We all know to our cost the consequences of this today. India unfortunately has become a somewhat extreme example of bureaucracy in this particular sense. So much so that all its good qualities have been over shadowed by the defects.

On the industrial front, bureaucracy owed its origin to the Taylor model of command and control, division of labour and hierarchy. It found its full expression in the large, American corporation between the Wars. Alfred.P.Sloan has been credited with creating the first multi divisional decentralised corporation in General Motors.

Divisionalisation was balanced at GM by centralising the planning, monitoring and evaluation functions in the Headquarters staff and service departments. It is Alfred D Chandler Jr. who first analysed such large corporations as GM, Du Pont and Standard Oil, in a seminal work called Strategy and Structure, which was first published in 1962. Almost all organisational theories since then have relied upon Chandlers monumental work as a point of departure, if not a foundation.

There are numerous indications that very significant departures have been made from the classical bureaucratic form. New organisational structures have been the clearest manifest sign of radical change in human resource and business strategies.

We live today in a world of economic reform and political readjustments.
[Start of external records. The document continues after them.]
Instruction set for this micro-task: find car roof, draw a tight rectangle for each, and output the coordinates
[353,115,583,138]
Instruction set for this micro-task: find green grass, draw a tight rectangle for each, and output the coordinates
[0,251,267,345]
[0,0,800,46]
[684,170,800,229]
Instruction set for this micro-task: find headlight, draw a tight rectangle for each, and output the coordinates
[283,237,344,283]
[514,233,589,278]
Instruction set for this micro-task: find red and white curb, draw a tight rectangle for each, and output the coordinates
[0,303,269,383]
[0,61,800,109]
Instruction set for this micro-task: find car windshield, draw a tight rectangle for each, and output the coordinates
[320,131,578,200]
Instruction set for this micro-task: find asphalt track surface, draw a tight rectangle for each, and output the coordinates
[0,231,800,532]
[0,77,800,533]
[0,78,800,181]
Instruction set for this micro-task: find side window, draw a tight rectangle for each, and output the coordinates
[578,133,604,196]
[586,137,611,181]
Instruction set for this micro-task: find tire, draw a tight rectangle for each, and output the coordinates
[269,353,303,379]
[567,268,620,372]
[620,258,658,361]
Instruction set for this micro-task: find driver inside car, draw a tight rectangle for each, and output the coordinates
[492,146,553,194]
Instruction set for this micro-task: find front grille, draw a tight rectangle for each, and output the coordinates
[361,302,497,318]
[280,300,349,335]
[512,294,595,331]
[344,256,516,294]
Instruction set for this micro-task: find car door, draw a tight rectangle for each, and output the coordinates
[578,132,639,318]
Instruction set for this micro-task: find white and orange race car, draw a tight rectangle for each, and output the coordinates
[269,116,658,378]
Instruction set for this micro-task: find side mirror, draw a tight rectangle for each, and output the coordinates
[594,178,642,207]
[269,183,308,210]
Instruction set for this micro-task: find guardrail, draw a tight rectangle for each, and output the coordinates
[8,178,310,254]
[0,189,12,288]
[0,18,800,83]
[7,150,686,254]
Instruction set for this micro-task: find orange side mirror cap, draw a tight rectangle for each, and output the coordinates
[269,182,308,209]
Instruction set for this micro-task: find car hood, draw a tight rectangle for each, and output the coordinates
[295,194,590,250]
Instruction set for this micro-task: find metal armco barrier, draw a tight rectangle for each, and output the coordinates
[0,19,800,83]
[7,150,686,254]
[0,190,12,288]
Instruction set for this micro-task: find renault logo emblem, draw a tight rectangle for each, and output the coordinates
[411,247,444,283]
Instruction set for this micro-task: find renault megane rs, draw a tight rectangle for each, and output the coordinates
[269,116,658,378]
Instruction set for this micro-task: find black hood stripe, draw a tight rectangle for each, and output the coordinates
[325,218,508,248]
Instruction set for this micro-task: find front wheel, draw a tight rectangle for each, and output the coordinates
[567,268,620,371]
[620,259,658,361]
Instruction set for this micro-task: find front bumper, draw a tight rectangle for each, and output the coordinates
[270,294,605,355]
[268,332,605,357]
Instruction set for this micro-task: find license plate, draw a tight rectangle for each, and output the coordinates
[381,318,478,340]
Old orders have been rapidly torn down ever since the break up of the erstwhile Soviet Union and the fall of apartheid in South Africa. Whether any of these cataclysmic events, such as the recent happenings in the Asian region, eventually lead to the greatest good of the greatest number, is of course a matter of debate. Equally while the development of information gathering and dissemination thanks to the Internet and the Web, is growing astronomically, it is possible to argue that the ability to wisely use the data has hardly kept pace, where public administration is concerned.

Despite the proliferation of labels such cluster organisations, network organisations, knowledge centred organisations, and the like, the underlying ideas and principles which have been most frequently cataloged as expressive of the New Organisation include: the stress on responsiveness, speed and flexibility; the primacy of knowledge, intellectual capital and hence learning; and the boundary-breaking character of these new forms including vertical barriers, internal horizontal barriers between functions, and external horizontal barriers between the organisation and suppliers and customers.

While developments of these kinds are invariably described in highly positive terms by the consultants and gurus, not all instances of the new flexible organisations can be quite so easily judged as good. In the real world, the challenges of the new century continue to be the ones that occupied the minds of statesmen like Jawaharlal Nehru how to create a just society by fair means. In the years ahead therefore, the need to balance flexibility with protection from arbitrariness will remain a significant challenge to all managers, of whatever hue. The massive job cuts that have become so common in the more prosperous economies can not easily be adopted in Asia. Internal labour markets being dismantled and replaced with part-time, casual and other contingent workers, and outsourcing of entire factories, would all have serious consequences if applied to countries such as India.

The future of organisational structures is certainly likely to be characterised by multiple forms. It seems unlikely that bureaucracies will entirely disappear indeed there may even be some reversal of the craze for trimming down the organisation to its bare bones and outsourcing almost everything, as Nike seems to have successfully done world-wide.

Equally, the new network forms will vary between those trading on specialised knowledge and those trading on least cost deriving merely from virtually no commitment to a long term relationship on the part of the employee or the employer. The long-term sustainability of many of the enterprises in the latter category is still open to question.